Ella estiró una mano como para consolarlo.

– Pero no estoy muerta. Estoy muy viva, MacGuire, y he vuelto a casa.

El viejo marinero parpadeó mientras Skye se volvía hacia su tío.

– Bueno, milord obispo, nunca te había visto tan callado en toda mi vida. Te debo mucho, tío por la forma como has cuidado los intereses de los O'Malley. Nunca podré pagarte, pero quiero darte las gracias de todo corazón.

Seamus O'Malley descubrió que por fin podía hablar.

– No lo habría creído de no verlo con mis propios ojos. Pensé que habías alcanzado la cima de tu belleza hace años, pero veo que me equivoqué. Eres todavía más hermosa que antes. Y hay algo en ti, algo que no puedo definir. -Meneó la cabeza-. Con razón Niall Burke se niega a casarse de nuevo.

Ella palideció bruscamente al oír ese nombre, pero no lo suficiente como para que su tío lo notara.
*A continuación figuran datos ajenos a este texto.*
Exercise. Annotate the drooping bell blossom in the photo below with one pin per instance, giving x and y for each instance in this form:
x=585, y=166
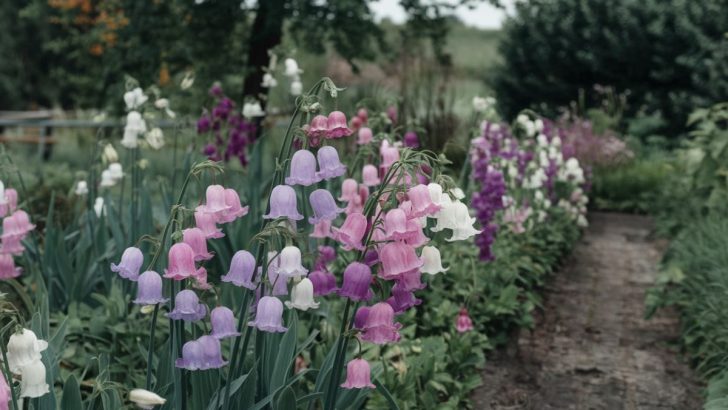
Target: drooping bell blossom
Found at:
x=181, y=263
x=236, y=210
x=337, y=126
x=24, y=348
x=370, y=175
x=302, y=296
x=463, y=323
x=198, y=242
x=242, y=270
x=131, y=262
x=322, y=230
x=397, y=259
x=324, y=206
x=290, y=263
x=402, y=299
x=380, y=327
x=223, y=323
x=324, y=282
x=269, y=315
x=207, y=224
x=329, y=164
x=303, y=169
x=358, y=375
x=187, y=307
x=352, y=232
x=283, y=203
x=33, y=383
x=364, y=136
x=356, y=283
x=431, y=261
x=149, y=290
x=8, y=270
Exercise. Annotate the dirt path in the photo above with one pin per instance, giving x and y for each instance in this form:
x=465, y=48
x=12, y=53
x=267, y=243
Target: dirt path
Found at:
x=591, y=347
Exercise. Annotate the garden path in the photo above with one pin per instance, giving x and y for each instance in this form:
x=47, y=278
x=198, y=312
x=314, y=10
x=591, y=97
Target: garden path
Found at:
x=591, y=348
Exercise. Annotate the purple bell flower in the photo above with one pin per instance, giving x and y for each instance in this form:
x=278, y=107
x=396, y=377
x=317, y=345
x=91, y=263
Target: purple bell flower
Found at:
x=324, y=206
x=269, y=315
x=223, y=323
x=187, y=307
x=283, y=204
x=357, y=279
x=131, y=262
x=329, y=164
x=150, y=289
x=303, y=169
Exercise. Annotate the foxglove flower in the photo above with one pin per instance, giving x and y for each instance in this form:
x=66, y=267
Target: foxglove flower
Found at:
x=187, y=307
x=149, y=291
x=302, y=296
x=242, y=270
x=223, y=323
x=324, y=206
x=131, y=262
x=283, y=204
x=358, y=375
x=303, y=169
x=269, y=315
x=329, y=164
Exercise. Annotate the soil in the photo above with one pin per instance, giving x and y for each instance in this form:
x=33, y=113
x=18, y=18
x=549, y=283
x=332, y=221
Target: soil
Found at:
x=591, y=347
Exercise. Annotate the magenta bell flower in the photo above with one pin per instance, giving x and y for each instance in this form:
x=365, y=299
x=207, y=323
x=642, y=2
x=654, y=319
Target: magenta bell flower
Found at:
x=303, y=169
x=187, y=307
x=379, y=327
x=269, y=315
x=131, y=262
x=358, y=375
x=337, y=126
x=149, y=291
x=223, y=323
x=182, y=263
x=283, y=204
x=242, y=270
x=352, y=231
x=324, y=206
x=357, y=279
x=329, y=164
x=198, y=242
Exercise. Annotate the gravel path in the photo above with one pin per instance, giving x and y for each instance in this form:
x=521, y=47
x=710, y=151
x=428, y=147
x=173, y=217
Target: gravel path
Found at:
x=591, y=347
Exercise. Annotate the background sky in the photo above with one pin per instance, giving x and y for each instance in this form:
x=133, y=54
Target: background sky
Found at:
x=482, y=16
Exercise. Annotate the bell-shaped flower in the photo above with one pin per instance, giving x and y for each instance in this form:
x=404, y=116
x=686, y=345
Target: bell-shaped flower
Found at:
x=187, y=307
x=131, y=262
x=198, y=242
x=269, y=315
x=357, y=282
x=207, y=223
x=283, y=204
x=397, y=259
x=329, y=164
x=181, y=263
x=33, y=383
x=223, y=323
x=24, y=348
x=337, y=125
x=242, y=270
x=358, y=375
x=431, y=261
x=303, y=169
x=379, y=327
x=324, y=206
x=302, y=296
x=149, y=291
x=351, y=233
x=290, y=263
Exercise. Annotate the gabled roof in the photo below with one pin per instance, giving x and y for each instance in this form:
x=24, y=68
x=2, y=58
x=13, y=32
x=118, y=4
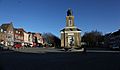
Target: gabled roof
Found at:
x=5, y=26
x=70, y=29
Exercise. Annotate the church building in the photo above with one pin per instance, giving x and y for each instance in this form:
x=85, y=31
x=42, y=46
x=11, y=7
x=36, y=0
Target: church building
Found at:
x=70, y=35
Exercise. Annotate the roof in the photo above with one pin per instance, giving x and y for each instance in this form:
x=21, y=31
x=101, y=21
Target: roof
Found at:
x=70, y=29
x=4, y=26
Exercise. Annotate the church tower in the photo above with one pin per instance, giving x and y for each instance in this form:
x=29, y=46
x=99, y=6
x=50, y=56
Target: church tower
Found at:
x=70, y=35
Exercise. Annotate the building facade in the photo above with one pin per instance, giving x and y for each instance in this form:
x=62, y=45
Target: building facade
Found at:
x=18, y=37
x=7, y=34
x=70, y=35
x=112, y=40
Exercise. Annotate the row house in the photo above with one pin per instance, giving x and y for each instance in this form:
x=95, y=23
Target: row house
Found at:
x=10, y=36
x=18, y=37
x=7, y=34
x=37, y=39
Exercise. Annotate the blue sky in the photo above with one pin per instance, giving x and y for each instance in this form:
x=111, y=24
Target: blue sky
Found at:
x=50, y=15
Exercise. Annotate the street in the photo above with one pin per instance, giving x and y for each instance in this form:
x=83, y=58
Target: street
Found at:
x=16, y=60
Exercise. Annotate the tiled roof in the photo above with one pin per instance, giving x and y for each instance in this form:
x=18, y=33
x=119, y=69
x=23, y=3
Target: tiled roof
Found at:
x=4, y=26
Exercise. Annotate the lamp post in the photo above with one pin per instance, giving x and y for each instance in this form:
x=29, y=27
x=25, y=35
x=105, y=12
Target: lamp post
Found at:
x=64, y=37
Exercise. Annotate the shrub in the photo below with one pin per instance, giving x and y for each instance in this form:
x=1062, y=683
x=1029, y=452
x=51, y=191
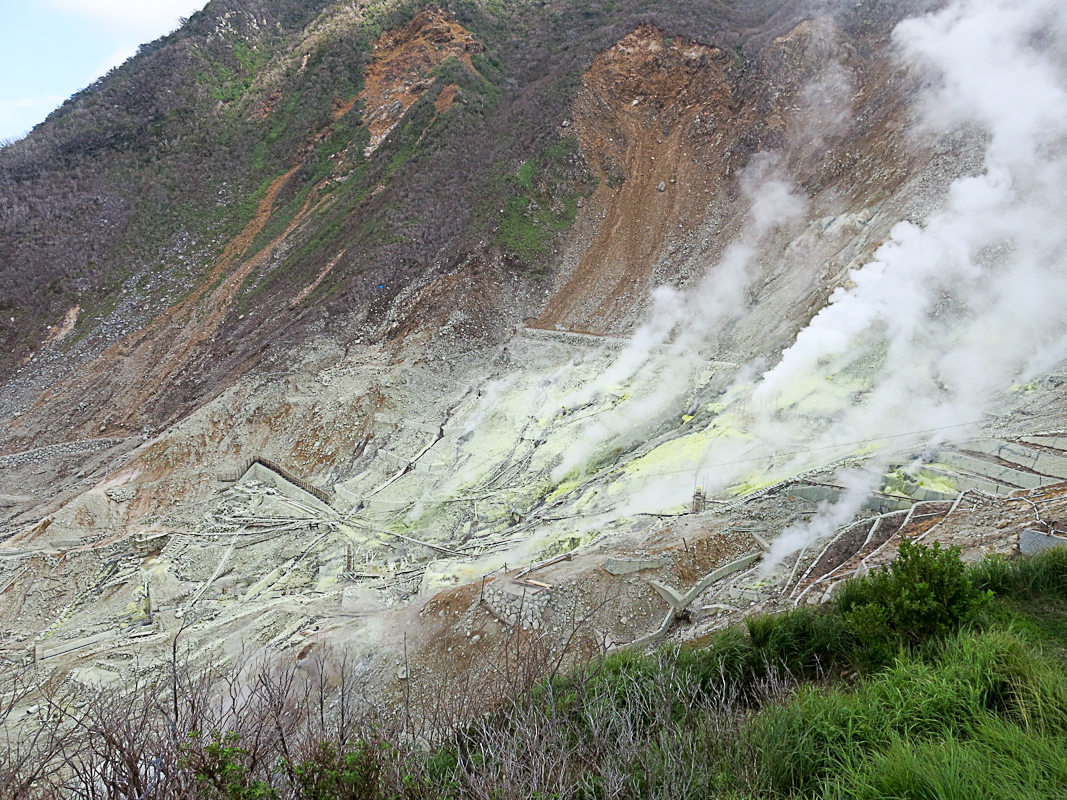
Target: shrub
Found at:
x=221, y=768
x=333, y=773
x=924, y=593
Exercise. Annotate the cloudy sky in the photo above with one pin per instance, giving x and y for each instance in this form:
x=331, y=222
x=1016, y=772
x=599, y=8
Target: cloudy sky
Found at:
x=49, y=49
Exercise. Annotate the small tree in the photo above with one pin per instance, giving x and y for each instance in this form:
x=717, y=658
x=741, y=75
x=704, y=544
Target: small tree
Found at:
x=924, y=593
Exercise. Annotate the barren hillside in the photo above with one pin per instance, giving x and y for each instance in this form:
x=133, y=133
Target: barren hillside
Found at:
x=421, y=329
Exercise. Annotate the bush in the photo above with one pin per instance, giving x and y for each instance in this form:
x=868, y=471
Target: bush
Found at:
x=221, y=768
x=973, y=686
x=926, y=592
x=333, y=773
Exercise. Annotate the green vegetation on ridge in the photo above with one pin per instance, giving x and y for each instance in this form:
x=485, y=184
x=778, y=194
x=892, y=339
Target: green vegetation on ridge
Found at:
x=970, y=700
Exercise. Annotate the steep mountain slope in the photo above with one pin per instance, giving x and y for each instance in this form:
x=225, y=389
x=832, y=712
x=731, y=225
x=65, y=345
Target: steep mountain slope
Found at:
x=367, y=305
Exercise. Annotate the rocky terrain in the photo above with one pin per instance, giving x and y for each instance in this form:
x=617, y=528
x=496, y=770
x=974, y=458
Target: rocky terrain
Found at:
x=474, y=357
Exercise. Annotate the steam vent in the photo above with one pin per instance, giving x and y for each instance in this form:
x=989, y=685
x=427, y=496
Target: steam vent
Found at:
x=392, y=393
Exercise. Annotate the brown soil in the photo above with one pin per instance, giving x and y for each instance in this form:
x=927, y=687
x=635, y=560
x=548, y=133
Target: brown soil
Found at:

– ¿Ha enviudado, entonces? -preguntó, con el tono de voz más neutro que pudo encontrar.

– La muchacha española murió antes de que él la trajera a Irlanda. Estas chicas de climas cálidos no son fuertes. -Hizo una pausa y la miró con ojos llenos de astucia-. Si no hubiera sido por el destino, tú y Niall os habríais casado hace ya mucho. Todavía puede hacerse, si los dos estáis libres.

– ¡No! No he vuelto a casa para casarme, tío. Soy condesa de Lynmouth y seguiré siéndolo hasta que mi hijo crezca y se case. Estoy aquí porque quiero vengarme de Isabel Tudor y, para eso, necesito mi flota.

– ¿Qué? -exclamaron a coro los dos hombres.

– La reina de Inglaterra me ha insultado. Pero mi guerra contra ella debe permanecer en secreto, porque no puedo poner en peligro a mi hijo menor, Robin, el conde del Lynmouth, ni a mi hijita.

– ¿Y qué diablos piensas hacer, Skye? -preguntó Seamus O'Malley.

– Isabel Tudor cree que el comercio es lo que hará grande a Inglaterra. Tiene razón, tío. Sé que es el comercio lo que le ha dado a Oriente su riqueza. Mis naves inglesas, mías y de mi socio, ya están contribuyendo a aumentar la riqueza de la reina, pero ahora quiero castigarla y atacar las naves que vuelven a Inglaterra, porque ella recibe un porcentaje de lo que traen. No puedo negarme a comerciar para Inglaterra, porque eso pondría en peligro la herencia de Robin. Pero si mis barcos y otros como ellos son víctimas de ataques piratas, los beneficios comerciales de la Corona serán menores. No correré riesgos. ¿A quién se le ocurriría que la pobre e inocente condesa de Lynmouth pueda saquear los barcos de la reina?

»Y te lo aclaro, no quiero matanzas. Valoro a todos los que empleo, desde el primer oficial hasta el último marinero, ingleses e irlandeses por igual. Los que saqueen los barcos ingleses pasarán luego por Argel para revender las cargas. Yo haré negocio; Isabel Tudor, no.